Let’s go Brandon. Call me naive, confused, maybe just plain dumb, but I don’t know what it means. I heard an explanation but it couldn’t possibly be true. I have seen flags, I have heard the words — both used by good God-fearing followers of Jesus. They wouldn’t say that. Would they?

I am more confused by these flags and banners: God, Guns, Country. Again flown by professed followers of Jesus. Guns? Jesus was a peacemaker. Jesus wanted us to spread the Gospel of peace to every people. Even the eunuch. The guy from Ethiopia.
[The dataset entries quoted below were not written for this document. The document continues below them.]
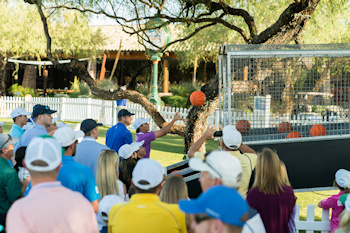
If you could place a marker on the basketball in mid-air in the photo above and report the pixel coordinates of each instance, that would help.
(285, 127)
(294, 134)
(318, 130)
(197, 98)
(243, 126)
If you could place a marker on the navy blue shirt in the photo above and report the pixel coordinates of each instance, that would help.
(29, 134)
(117, 136)
(78, 178)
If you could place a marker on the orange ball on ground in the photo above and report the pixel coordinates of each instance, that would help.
(318, 130)
(197, 98)
(294, 134)
(284, 127)
(243, 126)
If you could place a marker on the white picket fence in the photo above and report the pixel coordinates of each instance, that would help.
(78, 109)
(310, 225)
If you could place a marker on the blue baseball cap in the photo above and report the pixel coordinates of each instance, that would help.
(219, 202)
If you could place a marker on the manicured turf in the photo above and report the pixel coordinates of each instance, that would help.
(170, 149)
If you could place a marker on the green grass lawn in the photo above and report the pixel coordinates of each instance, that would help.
(170, 149)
I’ve read Jesus welcomed strangers with kindness and generosity, share what you have with those who have less. Wonder where that came from? Oh. I remember: They will know we are Christians by our love.

I recently read about an immigrant family that fled from their homeland. They were fleeing politically-ordered genocide. The authorities were killing kids. Actually only boys. This family had a boy. They were stopped at the border. But they got in. Into Egypt. The boy survived. For about 30 years. His name was Jesus. I read it in the Bible.

Wonder if anybody told Jesus to go back where he came from? Would you?